According to a Gallup Poll conducted for Virginia Polytechnic and State University, 76 percent of Virginians support bringing back returnable containers -- with deposits as incentives for conservation. It's an old-fashioned idea that is coming back, despite owls from those who profit from making more and more throwaway containers. The legislation is scheduled for consideration Monday in the state senate's Agriculture, Conservation and Natural Resources Committee.
Though this legislation has been killed in committee for 11 straight years, several committee members are said to be reconsidering their positions this year in light of growing voter support for action. No doubt each of them is getting an earful from the trash lobbyists who would have them believe that deposit laws make prices go up -- it's not so -- and that "thousands of jobs" would be lost. The latter is an alarm that never seems to take into account the tax revenues that may be saved by decreased collection costs.

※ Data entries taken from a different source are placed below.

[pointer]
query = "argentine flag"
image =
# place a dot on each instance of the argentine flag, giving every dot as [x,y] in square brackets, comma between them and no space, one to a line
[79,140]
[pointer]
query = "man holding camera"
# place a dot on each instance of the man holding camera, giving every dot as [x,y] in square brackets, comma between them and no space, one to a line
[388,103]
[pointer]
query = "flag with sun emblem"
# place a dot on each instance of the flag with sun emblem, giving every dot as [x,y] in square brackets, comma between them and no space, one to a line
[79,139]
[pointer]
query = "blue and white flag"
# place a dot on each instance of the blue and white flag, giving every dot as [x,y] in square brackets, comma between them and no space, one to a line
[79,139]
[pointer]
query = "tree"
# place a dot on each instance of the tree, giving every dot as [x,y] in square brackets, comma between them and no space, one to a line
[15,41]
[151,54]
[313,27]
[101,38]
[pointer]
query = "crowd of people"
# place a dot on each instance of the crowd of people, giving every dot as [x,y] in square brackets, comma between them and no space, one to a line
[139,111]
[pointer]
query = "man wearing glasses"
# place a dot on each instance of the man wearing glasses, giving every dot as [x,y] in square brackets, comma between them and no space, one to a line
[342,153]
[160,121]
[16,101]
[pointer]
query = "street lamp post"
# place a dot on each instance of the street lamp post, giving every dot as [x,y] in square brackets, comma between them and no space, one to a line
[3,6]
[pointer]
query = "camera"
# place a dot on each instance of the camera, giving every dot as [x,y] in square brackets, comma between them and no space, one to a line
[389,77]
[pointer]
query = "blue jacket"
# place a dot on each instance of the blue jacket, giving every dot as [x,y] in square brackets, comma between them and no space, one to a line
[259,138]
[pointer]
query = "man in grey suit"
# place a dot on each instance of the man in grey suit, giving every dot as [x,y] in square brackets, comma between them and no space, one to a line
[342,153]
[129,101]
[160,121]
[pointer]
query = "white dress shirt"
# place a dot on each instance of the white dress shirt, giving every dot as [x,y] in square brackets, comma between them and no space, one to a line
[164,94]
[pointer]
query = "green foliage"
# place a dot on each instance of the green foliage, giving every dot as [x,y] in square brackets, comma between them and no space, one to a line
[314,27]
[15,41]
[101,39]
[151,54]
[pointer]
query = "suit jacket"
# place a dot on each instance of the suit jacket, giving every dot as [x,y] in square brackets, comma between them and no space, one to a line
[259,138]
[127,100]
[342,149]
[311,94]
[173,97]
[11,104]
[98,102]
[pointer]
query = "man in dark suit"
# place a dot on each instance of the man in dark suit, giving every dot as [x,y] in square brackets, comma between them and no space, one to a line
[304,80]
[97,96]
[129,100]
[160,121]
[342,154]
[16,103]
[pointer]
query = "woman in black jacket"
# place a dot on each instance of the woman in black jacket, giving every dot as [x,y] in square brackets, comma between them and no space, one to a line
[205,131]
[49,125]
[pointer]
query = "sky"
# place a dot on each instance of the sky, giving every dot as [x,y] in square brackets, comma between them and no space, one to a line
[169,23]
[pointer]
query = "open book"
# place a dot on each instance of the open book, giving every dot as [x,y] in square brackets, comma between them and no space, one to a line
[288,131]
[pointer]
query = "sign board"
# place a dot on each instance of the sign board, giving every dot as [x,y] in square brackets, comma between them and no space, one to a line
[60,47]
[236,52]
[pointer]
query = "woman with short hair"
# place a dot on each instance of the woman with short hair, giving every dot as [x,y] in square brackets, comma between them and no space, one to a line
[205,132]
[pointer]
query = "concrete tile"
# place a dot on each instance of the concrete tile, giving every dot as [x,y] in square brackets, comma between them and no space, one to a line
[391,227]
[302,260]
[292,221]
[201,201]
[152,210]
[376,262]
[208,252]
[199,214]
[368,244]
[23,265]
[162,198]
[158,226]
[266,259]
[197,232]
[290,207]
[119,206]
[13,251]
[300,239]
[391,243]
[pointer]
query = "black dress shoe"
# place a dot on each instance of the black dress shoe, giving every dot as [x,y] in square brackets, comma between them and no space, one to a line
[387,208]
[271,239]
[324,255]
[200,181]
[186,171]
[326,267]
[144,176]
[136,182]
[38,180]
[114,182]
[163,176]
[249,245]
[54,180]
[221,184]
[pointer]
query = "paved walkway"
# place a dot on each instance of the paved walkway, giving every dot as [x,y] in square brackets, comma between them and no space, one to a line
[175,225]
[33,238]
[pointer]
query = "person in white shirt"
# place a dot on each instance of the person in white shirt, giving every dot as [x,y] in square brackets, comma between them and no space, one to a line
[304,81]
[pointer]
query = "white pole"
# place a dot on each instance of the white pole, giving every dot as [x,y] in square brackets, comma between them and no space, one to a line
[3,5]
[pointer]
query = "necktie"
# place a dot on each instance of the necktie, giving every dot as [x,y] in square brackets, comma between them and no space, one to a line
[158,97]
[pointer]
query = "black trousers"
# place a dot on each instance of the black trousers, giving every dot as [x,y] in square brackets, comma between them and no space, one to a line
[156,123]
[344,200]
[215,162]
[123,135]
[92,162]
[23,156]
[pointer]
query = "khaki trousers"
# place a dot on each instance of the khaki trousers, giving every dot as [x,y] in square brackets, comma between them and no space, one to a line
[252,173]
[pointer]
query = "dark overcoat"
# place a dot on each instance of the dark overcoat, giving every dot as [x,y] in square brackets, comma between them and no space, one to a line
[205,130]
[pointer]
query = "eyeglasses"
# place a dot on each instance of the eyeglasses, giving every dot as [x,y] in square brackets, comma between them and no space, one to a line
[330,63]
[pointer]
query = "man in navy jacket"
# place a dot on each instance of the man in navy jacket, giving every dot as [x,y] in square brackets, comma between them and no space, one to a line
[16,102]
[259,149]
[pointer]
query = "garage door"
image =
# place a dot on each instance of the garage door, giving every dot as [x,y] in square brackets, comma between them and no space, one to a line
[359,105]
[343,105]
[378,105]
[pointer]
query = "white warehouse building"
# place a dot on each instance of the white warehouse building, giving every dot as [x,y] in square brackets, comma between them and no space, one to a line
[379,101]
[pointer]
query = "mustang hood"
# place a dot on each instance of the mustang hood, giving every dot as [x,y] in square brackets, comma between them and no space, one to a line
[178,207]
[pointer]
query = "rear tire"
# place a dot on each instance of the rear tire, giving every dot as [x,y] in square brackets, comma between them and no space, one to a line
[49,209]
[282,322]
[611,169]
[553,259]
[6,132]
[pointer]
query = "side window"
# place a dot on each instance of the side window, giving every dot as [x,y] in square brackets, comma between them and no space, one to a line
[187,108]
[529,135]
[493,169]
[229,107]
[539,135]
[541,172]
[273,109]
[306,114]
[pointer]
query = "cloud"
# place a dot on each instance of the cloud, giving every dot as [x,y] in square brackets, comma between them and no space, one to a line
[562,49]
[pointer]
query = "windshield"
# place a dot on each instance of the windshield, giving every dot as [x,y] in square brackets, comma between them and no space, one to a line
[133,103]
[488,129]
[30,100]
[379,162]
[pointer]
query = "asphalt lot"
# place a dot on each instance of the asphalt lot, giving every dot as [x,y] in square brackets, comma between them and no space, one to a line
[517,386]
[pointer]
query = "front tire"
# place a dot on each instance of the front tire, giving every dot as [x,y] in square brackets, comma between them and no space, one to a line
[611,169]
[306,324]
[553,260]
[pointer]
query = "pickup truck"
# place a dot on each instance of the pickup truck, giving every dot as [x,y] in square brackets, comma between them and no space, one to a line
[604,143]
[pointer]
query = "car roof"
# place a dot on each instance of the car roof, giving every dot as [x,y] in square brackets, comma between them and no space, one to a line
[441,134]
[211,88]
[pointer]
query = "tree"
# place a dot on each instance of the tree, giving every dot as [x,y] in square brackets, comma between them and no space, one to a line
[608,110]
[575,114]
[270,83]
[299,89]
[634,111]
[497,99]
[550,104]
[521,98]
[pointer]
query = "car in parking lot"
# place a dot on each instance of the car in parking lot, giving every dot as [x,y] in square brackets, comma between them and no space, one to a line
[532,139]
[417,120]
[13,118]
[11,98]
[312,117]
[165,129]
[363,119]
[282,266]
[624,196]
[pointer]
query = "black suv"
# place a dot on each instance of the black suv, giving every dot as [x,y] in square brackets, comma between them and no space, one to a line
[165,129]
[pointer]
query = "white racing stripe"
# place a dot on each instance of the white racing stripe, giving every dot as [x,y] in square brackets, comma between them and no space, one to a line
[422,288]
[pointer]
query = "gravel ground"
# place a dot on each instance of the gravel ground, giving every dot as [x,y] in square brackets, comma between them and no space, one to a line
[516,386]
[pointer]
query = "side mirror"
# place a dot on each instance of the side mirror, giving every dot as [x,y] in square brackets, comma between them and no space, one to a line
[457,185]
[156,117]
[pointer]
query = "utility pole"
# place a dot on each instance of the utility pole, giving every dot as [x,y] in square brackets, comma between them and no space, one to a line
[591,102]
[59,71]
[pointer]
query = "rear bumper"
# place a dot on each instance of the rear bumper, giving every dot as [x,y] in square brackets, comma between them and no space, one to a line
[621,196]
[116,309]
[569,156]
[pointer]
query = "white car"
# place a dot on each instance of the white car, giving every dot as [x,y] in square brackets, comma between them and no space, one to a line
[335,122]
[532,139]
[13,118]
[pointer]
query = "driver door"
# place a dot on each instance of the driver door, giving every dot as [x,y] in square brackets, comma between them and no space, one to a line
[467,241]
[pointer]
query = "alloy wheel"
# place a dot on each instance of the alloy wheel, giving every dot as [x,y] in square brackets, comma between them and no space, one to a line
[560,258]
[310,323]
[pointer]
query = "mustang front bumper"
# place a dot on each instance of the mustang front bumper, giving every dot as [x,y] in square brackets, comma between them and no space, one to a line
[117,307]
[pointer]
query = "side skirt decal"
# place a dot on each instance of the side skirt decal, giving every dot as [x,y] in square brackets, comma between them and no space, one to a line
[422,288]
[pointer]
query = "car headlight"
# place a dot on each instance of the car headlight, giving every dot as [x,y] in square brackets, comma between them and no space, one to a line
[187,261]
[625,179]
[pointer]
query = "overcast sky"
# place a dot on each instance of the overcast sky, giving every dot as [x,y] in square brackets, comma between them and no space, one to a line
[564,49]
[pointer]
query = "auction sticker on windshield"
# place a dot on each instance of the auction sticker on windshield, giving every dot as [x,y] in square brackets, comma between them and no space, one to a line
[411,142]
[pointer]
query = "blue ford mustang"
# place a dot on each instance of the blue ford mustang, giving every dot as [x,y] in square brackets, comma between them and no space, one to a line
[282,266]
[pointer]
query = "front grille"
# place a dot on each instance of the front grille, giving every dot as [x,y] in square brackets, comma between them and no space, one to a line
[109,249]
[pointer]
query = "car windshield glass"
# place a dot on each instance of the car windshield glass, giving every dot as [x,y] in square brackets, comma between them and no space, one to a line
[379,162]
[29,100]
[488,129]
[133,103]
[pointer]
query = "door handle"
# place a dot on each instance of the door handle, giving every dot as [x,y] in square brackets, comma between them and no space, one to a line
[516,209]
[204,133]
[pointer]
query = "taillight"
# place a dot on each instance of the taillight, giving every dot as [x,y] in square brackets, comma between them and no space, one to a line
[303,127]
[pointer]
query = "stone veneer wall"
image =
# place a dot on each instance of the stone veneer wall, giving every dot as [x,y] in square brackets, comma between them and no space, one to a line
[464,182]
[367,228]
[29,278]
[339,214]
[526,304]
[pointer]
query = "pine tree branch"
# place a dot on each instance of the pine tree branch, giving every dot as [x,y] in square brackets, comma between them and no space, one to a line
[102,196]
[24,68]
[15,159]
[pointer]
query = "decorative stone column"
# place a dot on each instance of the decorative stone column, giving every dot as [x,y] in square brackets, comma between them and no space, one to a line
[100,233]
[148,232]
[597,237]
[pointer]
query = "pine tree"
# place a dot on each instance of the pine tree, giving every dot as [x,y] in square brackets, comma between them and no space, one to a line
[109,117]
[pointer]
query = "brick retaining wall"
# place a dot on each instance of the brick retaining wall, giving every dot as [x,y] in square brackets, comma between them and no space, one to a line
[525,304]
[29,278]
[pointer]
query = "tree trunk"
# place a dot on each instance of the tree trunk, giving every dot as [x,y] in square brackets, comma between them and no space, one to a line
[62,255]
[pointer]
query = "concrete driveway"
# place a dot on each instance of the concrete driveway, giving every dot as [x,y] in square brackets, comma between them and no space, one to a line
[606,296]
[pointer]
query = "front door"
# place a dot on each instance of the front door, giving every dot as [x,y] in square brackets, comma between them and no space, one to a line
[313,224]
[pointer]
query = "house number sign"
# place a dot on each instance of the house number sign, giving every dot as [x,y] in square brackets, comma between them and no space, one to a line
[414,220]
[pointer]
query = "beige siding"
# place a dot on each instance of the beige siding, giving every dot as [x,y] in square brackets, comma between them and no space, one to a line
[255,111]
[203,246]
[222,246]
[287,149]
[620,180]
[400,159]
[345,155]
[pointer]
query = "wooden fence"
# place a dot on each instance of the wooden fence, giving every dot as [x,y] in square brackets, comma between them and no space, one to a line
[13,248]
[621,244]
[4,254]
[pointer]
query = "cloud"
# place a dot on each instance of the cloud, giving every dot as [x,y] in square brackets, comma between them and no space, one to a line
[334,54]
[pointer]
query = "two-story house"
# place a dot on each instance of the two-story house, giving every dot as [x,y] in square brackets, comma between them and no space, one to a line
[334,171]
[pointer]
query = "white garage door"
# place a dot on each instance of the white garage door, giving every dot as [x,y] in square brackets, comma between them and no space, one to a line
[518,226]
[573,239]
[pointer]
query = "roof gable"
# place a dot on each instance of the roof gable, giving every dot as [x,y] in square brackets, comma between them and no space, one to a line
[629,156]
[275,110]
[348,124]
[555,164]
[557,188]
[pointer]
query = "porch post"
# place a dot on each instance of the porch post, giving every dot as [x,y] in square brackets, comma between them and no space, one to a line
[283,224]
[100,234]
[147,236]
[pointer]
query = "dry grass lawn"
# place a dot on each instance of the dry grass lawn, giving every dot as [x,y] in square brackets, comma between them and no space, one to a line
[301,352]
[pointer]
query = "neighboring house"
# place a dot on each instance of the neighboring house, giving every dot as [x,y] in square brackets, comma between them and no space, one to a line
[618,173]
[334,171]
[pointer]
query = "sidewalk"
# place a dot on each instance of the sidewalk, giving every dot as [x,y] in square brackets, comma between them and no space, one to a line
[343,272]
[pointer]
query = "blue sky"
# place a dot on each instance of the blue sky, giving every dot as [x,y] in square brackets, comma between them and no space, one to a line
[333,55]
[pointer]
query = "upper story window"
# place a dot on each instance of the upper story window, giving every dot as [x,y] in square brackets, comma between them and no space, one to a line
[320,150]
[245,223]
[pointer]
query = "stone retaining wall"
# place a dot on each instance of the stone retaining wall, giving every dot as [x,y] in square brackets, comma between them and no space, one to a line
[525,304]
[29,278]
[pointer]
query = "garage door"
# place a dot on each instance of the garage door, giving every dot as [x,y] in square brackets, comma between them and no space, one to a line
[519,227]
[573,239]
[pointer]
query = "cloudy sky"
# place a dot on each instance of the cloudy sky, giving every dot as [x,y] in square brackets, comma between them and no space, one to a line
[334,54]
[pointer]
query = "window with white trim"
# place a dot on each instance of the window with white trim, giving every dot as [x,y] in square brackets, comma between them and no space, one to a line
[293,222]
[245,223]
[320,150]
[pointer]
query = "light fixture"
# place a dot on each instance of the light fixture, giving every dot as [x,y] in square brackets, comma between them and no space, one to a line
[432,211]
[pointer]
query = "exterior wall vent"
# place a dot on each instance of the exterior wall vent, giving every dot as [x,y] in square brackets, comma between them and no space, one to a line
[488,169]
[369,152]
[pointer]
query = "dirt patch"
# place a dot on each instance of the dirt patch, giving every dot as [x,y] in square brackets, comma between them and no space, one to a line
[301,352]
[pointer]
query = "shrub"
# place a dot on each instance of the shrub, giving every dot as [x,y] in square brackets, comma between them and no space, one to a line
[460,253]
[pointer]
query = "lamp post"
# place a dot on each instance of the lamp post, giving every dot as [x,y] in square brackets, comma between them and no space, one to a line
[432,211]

People in states with deposit laws know better. In New York, for instance, estimates of savings in litter cleanup costs have gone as high as $50 million; savings in solid waste expenditures, as much as $19 million; savings in energy costs, from $50 million to $100 million. With budget cuts being the order of the day from Washington to the state capitals, Virginia should take advantages of all potential savings.
The chief intrepid sponsor of S.B. 38 is Sen. Madison Marye, a rural lawmaker from Virginia's Montgomery County. He is appealing to some fundamental values. As he noted three years ago, "This is not a wild, liberal scheme. Philosophically -- if I can use a word which is certainly not part of my professional vocabulary -- it is a conservative bill. It goes to the grass-roots philosophy of America . . . thrift, reuse of resources."
It also would rescue a beautiful state from the ravages of today's throwaway society in ways that no industry recycling campaign or "litter tax" could. Common sense, frugality and a love of the landscape are on the side of approval.